The problem is the school year in Kingsport and most local schools doesn’t start until early August and end until late May, making it difficult to get through all the curriculum before TCAPs.
“The calendar is out of whack,” Kingsport Board of Education member Wally Boyd said. “We don’t need to be taking tests in April and next year in March.”
BOE President Susan Lodal said the federal government mandated the earlier start for 2010 because some school systems in Tennessee start in mid-July.
Lodal said Kingsport and other systems are asking for the testing dates to be delayed.

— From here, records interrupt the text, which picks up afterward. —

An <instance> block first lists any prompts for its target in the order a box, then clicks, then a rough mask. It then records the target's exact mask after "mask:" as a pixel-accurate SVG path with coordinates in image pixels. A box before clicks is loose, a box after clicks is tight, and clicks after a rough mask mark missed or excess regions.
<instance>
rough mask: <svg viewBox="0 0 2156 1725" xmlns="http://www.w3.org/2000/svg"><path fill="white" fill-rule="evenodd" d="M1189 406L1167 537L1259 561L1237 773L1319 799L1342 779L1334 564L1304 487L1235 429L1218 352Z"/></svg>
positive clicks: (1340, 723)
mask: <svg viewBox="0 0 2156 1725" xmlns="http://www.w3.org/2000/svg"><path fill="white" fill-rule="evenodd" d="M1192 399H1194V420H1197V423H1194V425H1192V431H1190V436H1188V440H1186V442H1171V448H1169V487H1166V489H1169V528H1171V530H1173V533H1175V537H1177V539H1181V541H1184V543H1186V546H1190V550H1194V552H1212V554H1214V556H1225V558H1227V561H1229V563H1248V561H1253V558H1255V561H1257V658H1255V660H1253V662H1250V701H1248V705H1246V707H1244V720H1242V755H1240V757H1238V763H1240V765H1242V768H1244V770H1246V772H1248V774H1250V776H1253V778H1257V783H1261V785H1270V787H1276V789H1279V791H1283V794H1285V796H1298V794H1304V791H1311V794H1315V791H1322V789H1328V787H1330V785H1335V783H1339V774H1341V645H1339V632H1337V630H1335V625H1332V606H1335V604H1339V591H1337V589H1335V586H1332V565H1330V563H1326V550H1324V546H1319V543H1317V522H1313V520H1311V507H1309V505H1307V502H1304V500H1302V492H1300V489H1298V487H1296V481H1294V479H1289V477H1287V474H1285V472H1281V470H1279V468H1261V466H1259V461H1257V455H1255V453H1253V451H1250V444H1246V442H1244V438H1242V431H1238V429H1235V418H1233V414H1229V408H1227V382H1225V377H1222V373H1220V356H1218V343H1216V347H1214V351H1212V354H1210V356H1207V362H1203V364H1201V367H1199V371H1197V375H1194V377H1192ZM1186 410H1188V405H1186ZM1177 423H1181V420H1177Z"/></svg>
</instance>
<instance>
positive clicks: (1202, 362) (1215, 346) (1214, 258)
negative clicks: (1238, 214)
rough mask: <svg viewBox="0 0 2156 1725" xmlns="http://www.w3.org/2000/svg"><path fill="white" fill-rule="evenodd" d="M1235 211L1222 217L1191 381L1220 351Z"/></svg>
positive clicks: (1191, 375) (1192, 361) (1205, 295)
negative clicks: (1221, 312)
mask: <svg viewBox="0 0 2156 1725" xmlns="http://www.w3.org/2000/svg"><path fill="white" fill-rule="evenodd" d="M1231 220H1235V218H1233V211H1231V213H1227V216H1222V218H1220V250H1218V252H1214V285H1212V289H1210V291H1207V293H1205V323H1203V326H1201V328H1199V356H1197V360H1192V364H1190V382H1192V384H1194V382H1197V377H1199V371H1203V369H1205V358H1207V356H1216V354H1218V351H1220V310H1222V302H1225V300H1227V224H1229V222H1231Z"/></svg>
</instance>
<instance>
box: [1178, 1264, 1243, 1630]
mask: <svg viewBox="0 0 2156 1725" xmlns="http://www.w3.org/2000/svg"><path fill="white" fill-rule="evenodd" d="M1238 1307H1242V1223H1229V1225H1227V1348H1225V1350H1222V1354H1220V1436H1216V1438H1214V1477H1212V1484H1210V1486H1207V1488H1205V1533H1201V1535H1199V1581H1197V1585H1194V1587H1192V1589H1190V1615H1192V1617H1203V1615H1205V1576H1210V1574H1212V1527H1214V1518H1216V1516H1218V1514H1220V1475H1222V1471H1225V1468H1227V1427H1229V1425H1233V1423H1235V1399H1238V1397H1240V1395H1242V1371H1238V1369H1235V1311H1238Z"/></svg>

The idea behind the earlier dates is that the scores need to be back no later than a few weeks before any school system starts so parents can choose to remove their students from underperforming schools. Lodal said the problem is the early-start schools are on year-round calendars, thus forcing most Tennessee TCAP test takers to be tested on curriculum they may not have studied or studied fully.
Janie Barnes, spokeswoman for the neighboring Sullivan County school system, said if the earlier TCAP testing dates remain, it will all but force school systems to start the school year earlier. The state and federal governments give a three-week window in which TCAPs can be given, with most systems this year starting sometime next week.
Juana Quinones, a parent of a Kingsport student who regularly attends school board meetings and work sessions, said the perception in the community is that teaching and learning slows to a crawl or worse after TCAPs.
School system spokeswoman Amy Greear pointed out that high school and middle school students must continue to prepare for end-of-course testing given within 10 days of the end of the school year, although she said it is natural for most field trips and field days to be held toward the end of the school year.
“That (after TCAPs) is not when it (learning) stops,” Washington Elementary Principal Cookie Greer said. “We are teaching until the last day of school.”